The good news for fans of legal combat is that the Senate trial promises to be entertaining. The bad news is that the Trump team’s constitutional arguments can barely pass a straight-face test.
The first article of impeachment the House passed last month charges Trump with abusing his power by withholding military aid unless and until Ukrainians announced an investigation into Trump’s leading 2020 rival, Joe Biden. In its trial brief, the Trump defense team responds by calling abuse of power a “novel,” “concocted” and “made-up theory” that “fails to state an impeachable offense because it does not rest on a violation of an established law.”
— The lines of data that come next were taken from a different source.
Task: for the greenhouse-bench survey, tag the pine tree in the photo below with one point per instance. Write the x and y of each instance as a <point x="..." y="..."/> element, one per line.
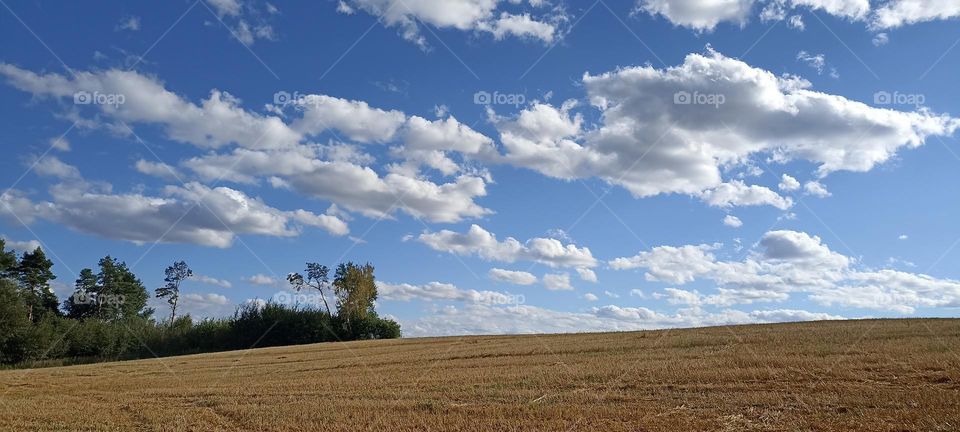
<point x="34" y="274"/>
<point x="175" y="274"/>
<point x="82" y="304"/>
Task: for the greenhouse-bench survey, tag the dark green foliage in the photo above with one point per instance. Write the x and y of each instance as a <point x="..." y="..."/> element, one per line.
<point x="17" y="338"/>
<point x="107" y="319"/>
<point x="113" y="294"/>
<point x="175" y="274"/>
<point x="356" y="290"/>
<point x="318" y="278"/>
<point x="34" y="274"/>
<point x="253" y="326"/>
<point x="8" y="261"/>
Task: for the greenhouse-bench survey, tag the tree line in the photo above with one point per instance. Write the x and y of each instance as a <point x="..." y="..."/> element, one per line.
<point x="107" y="317"/>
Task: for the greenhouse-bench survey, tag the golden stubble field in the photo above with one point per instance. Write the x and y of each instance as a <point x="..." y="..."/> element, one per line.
<point x="901" y="375"/>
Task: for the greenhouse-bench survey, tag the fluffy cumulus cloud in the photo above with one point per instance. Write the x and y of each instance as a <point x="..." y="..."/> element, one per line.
<point x="538" y="22"/>
<point x="203" y="305"/>
<point x="484" y="244"/>
<point x="20" y="246"/>
<point x="732" y="221"/>
<point x="674" y="130"/>
<point x="557" y="282"/>
<point x="245" y="20"/>
<point x="705" y="15"/>
<point x="787" y="262"/>
<point x="247" y="147"/>
<point x="222" y="283"/>
<point x="436" y="291"/>
<point x="896" y="13"/>
<point x="526" y="319"/>
<point x="262" y="280"/>
<point x="191" y="213"/>
<point x="512" y="276"/>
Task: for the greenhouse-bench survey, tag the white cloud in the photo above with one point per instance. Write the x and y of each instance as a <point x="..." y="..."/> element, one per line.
<point x="818" y="62"/>
<point x="816" y="189"/>
<point x="787" y="262"/>
<point x="587" y="275"/>
<point x="796" y="22"/>
<point x="21" y="246"/>
<point x="443" y="292"/>
<point x="705" y="15"/>
<point x="880" y="39"/>
<point x="699" y="14"/>
<point x="525" y="319"/>
<point x="896" y="13"/>
<point x="52" y="166"/>
<point x="217" y="121"/>
<point x="131" y="23"/>
<point x="269" y="148"/>
<point x="732" y="221"/>
<point x="212" y="281"/>
<point x="512" y="277"/>
<point x="263" y="280"/>
<point x="480" y="242"/>
<point x="60" y="143"/>
<point x="158" y="169"/>
<point x="650" y="144"/>
<point x="209" y="305"/>
<point x="557" y="282"/>
<point x="464" y="15"/>
<point x="245" y="22"/>
<point x="192" y="213"/>
<point x="736" y="193"/>
<point x="788" y="184"/>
All of this would have been news to James Madison, “Father of the Constitution” and a central figure in the debates over its impeachment clauses. It would have been news as well to other Framers, like Edmund Randolph, who lauded “the propriety of impeachments” on the grounds that “The Executive will have great opportunitys of abusing his power.” Madison understood “high crimes and misdemeanors” to cover lawful but otherwise abusive exercises of presidential power, like corrupt pardons or “wanton removal of meritorious officers.”
At the Virginia Ratifying Convention in 1788, when George Mason worried that the president’s broad pardon power would allow him to lawfully “pardon crimes which were advised by himself,” Madison insisted that impeachment was the appropriate remedy. He even saw impeachment as a method for disciplining “an unworthy president” who hires bad officers and fires good ones; “such abuse of his power” was, he affirmed, worthy grounds for impeachment.
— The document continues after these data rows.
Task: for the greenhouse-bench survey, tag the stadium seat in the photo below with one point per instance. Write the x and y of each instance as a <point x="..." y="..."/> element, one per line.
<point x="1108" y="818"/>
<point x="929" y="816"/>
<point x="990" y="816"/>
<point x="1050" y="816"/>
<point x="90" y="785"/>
The Trump team’s notion that impeachment requires a “violation of established law” is itself novel. As Justice Joseph Story noted in 1833, since the Constitution’s ratification, no one had been heard to argue that impeachable offenses were limited to what could be found “in the statute book of the Union.” In fact, over our entire constitutional history, fewer than a third of the impeachments approved by the House “have specifically invoked a criminal statute.”
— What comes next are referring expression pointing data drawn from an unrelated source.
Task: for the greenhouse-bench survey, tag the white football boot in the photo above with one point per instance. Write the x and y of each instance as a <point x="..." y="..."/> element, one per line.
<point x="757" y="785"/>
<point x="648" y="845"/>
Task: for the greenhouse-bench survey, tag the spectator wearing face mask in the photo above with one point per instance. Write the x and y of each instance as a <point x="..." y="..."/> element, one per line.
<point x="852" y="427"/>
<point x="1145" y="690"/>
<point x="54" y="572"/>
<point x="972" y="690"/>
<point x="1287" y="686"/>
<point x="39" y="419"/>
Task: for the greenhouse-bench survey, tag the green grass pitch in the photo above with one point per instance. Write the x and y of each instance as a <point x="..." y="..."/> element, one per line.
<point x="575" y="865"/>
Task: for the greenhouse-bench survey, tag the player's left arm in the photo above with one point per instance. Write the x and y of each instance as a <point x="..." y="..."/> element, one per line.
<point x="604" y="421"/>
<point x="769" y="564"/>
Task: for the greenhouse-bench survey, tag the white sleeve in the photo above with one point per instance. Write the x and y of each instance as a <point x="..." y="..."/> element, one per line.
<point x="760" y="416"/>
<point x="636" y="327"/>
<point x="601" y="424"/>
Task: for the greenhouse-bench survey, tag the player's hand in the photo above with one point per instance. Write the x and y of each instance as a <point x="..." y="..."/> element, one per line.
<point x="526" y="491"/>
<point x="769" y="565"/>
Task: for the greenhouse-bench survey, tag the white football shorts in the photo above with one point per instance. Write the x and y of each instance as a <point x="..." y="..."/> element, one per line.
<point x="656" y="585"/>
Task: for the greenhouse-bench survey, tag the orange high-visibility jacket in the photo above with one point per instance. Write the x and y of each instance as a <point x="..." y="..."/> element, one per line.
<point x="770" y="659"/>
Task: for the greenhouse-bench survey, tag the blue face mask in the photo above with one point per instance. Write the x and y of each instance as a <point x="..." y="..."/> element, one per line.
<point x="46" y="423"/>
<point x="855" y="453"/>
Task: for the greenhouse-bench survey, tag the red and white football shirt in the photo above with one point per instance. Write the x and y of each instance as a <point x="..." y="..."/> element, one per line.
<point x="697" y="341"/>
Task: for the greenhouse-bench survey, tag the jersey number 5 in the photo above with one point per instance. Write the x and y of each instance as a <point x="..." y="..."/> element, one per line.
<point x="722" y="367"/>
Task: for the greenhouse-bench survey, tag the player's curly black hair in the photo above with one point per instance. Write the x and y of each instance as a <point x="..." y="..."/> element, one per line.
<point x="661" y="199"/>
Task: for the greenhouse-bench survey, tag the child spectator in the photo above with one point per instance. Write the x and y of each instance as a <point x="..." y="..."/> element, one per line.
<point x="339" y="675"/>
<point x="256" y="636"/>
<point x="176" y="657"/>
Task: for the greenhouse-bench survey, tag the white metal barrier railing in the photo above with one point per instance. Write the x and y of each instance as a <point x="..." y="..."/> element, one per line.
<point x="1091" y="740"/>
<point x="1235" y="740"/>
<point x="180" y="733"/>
The Trump trial brief is chock-full of tendentious and unsupportable arguments. The president’s counsel complain that “House Democrats do not have a single witness who claims, based on direct knowledge,” that Trump conditioned military aid on an investigation of the Bidens. Since it was the president’s order to stonewall the impeachment inquiry that prevented such witnesses from testifying, that argument smacks of the kid who murders his parents and throws himself on the mercy of the court as an orphan.